Dictionary entry details
Sense 1
Meaning:
Emitting or filled with bubbles as from carbonation or fermentation
Synonyms:
bubbling; bubbly; effervescing; foaming; foamy; frothy; spumy
Context example:
foamy (or frothy) beer
Similar:
effervescent ((of a liquid) giving off bubbles)
Sense 2
Meaning:
Marked by high spirits or excitement
Synonyms:
bubbling; effervescent; frothy; scintillating; sparkly
Context example:
a row of sparkly cheerleaders
Similar:
lively (full of life and energy)
Context examples
Quincey Morris is with him, and that is much of a help, for he himself is a bubbling well of good spirits.
(Dracula, by Bram Stoker)
Scientists say that places where water and rock interact are important for the development of life; for example, it's possible life began on Earth in bubbling vents on our sea floor.
(Ganymede may harbor 'club sandwich' of oceans and ice, NASA)
There's a lot of turbulence, and it's bubbling.
(Telescopes Uncover Early Construction of Giant Galaxy, NASA)
The clue to this puzzle came from the variation in calculated gas temperatures – they were high when the lava lake was placid, and low when it was bubbling furiously.
(Size matters: if you are a bubble of volcanic gas, The Titi Tudorancea Bulletin)
From below, as from out an abyss of blackness, came up a gurgling sound, as of air bubbling through water.
(White Fang, by Jack London)
It was like a boiling kettle or the bubbling of some great pot.
(The Lost World, by Sir Arthur Conan Doyle)
The other three took complete headers, and came up again drenched and bubbling.

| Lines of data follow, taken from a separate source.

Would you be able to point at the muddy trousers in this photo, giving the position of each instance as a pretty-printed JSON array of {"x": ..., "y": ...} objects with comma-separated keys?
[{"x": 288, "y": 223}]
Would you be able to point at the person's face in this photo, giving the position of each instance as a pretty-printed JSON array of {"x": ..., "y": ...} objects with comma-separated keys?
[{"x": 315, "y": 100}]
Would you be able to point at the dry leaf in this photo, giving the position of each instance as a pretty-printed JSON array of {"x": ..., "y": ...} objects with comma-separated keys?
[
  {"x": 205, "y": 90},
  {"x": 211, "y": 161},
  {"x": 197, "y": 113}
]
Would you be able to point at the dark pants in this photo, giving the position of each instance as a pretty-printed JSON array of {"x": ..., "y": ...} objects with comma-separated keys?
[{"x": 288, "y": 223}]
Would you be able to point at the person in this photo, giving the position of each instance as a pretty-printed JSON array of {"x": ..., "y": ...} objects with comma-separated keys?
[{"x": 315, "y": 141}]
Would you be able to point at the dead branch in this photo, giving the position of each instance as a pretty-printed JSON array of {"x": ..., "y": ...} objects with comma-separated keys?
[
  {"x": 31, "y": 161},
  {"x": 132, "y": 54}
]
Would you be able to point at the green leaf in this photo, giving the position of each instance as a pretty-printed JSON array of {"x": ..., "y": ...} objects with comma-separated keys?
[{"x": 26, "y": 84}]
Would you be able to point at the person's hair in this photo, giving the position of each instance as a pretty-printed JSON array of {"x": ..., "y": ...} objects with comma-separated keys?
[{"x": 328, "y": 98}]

(Treasure Island, by Robert Louis Stevenson)
And between this and the smells arising from various pots boiling and bubbling on the galley fire, I was in haste to get out into the fresh air.
(The Sea-Wolf, by Jack London)
Men were shaking hands, it did not matter with whom, and bubbling over in a general incoherent babel.
(The Call of the Wild, by Jack London)
Sometimes I think I am in Northumberland, and that the noises I hear round me are the bubbling of a little brook which runs through Deepden, near our house;—then, when it comes to my turn to reply, I have to be awakened; and having heard nothing of what was read for listening to the visionary brook, I have no answer ready.